Kata Ade, begini, artinya disini, untuk tersangka Sulkarnain Kadir tersebut, itulah yang disangkakan oleh penyidik, sehingga yang bersangkutan, dimana juga tenaga ahlinya sudah tersangka dan sedang disidangkan.
“Kalau pasal 12 huruf e itu pemerasan, jadi yang memeras, misalnya salah satu contoh, ada orang yang diperas, berarti orang yang memerasnya saja. Kenapa bukan gratifikasi, karena disini ada unsur memaksanya,”jelasnya.
Kata Ade lagi, gini deh, itu kan sudah materi penyidikan, biarlah penyidik sekarang bekerja dulu, ya, inikan lagi penyidikan, tentunya kalaupun nanti, hasil perkembangan penyidikan itu, perkembangan sidang pun, pada akhirnya akan di laporkan.
“Terkait apakah akan tersangka baru selain Sulkarnain Kadir, ya, tidak menutup kemungkinan kalau fakta-fakta dipersidangan itu muncul. Jadi tidak menutup kemungkinan ada tersangka baru,”ujarnya.

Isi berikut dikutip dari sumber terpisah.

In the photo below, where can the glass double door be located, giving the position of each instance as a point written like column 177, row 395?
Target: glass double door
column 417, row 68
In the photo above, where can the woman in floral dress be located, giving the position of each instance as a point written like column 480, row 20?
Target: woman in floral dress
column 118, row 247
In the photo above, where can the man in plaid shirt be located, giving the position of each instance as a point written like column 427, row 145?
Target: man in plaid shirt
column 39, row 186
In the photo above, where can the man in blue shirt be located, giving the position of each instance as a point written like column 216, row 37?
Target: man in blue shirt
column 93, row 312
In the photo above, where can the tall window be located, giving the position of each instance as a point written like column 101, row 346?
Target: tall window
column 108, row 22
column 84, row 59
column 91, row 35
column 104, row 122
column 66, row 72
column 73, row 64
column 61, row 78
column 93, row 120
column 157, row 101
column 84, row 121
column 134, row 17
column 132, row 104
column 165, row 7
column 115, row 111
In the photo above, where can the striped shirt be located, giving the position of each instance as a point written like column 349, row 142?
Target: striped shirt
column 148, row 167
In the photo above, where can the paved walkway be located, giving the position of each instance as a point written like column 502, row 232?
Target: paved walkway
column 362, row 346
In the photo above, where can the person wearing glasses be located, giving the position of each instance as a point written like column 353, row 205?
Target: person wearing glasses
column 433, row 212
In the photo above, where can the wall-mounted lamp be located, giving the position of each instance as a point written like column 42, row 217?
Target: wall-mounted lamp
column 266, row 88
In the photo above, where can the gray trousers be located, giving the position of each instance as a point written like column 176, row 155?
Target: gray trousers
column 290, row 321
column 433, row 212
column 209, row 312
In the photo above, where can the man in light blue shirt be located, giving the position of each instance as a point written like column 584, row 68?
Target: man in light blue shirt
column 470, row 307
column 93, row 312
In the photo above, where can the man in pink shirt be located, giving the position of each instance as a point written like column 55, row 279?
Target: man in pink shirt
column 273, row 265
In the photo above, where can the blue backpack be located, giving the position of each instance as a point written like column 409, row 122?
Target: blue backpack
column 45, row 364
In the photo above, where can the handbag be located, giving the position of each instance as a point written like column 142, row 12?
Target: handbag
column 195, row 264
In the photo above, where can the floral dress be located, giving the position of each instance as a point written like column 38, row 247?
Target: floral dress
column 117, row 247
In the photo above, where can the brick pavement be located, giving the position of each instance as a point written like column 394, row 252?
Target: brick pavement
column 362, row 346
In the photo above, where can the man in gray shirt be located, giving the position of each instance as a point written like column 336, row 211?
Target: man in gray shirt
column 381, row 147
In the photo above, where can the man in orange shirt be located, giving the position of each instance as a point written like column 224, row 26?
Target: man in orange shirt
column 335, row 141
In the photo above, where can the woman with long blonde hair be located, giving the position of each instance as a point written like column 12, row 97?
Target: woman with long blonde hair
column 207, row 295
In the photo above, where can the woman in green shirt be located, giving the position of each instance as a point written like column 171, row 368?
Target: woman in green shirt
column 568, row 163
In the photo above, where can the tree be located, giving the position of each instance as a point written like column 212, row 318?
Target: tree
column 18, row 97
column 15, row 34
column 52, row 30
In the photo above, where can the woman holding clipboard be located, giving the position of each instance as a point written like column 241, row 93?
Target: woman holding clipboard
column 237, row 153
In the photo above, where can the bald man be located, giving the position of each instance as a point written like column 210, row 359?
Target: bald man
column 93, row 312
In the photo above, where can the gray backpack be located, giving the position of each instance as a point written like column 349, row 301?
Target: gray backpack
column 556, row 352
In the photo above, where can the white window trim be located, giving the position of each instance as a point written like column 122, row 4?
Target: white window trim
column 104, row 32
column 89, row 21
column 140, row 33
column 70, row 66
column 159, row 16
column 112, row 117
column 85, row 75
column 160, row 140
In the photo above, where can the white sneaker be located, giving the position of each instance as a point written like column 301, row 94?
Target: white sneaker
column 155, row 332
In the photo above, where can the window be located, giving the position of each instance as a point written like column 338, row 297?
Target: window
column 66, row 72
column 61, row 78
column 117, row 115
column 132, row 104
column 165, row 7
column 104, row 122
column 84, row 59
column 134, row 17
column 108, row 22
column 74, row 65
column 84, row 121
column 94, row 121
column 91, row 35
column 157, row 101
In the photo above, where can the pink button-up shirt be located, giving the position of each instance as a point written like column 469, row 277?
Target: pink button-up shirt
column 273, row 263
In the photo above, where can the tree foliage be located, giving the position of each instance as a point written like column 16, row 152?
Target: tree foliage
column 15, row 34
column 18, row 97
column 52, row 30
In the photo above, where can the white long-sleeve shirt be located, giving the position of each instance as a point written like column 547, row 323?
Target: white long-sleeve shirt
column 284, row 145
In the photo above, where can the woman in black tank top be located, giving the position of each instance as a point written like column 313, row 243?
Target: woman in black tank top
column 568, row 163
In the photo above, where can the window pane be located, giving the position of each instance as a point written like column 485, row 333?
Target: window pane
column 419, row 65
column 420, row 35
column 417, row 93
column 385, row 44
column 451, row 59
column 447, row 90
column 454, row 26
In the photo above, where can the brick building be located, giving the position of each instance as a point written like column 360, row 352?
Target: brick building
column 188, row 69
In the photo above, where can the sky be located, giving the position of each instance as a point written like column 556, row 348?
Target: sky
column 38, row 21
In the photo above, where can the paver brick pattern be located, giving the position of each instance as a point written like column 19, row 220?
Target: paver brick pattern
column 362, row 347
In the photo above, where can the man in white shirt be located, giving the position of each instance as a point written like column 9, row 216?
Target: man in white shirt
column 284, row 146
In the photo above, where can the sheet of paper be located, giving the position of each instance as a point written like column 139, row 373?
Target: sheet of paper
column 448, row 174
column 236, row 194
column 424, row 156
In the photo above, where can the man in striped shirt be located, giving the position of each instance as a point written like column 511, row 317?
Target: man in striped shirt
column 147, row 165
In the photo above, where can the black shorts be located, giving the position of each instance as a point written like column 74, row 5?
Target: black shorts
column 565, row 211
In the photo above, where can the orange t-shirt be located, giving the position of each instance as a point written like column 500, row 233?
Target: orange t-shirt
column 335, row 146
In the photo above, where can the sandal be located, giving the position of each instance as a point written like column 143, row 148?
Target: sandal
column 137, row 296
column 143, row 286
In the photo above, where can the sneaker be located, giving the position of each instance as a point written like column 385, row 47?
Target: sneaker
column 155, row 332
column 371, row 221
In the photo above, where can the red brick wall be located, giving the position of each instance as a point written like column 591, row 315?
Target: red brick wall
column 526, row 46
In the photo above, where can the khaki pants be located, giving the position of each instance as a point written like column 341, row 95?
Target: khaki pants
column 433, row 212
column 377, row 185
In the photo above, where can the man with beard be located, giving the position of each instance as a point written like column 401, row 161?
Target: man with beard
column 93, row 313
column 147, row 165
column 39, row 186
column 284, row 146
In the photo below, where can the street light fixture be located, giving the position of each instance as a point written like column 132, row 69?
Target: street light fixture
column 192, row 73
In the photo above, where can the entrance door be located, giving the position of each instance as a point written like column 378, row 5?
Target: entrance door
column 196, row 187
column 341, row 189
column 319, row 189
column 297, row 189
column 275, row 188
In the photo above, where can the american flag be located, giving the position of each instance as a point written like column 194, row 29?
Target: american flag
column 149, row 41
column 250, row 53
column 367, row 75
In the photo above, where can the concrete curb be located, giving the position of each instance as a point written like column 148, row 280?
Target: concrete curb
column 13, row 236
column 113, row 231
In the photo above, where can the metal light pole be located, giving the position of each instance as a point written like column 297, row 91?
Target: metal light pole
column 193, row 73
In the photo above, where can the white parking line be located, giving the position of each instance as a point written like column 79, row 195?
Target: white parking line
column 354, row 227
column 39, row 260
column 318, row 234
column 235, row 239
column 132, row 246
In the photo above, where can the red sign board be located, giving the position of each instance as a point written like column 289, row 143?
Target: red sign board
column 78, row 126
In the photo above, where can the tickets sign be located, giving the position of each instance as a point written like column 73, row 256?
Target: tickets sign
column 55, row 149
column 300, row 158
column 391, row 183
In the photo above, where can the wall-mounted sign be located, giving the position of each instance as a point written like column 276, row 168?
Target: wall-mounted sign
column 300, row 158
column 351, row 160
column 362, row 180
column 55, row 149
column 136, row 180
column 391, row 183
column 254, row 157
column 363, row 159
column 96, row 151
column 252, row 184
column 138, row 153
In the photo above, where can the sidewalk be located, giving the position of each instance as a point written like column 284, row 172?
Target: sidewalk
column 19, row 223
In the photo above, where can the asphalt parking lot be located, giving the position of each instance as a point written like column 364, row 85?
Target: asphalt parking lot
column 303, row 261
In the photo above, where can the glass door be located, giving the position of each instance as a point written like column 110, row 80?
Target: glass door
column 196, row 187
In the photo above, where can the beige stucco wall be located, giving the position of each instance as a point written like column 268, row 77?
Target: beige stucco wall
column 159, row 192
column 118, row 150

Terkait kenapa baru saat ini perkara ini dilaporkan pihak Alfamidi ke Kejati Sultra, Ade menjelaskan bahwa itu hak dari setiap orang untuk melaporkan, sekarang misalnya Abang merasa diperas, kan kapan pun, ketika akan melaporkan, kan itu hak, kita tidak bisa memaksakan seseorang, harus lapor kapanpun, jadi itu hak pada orang yang melaporkan.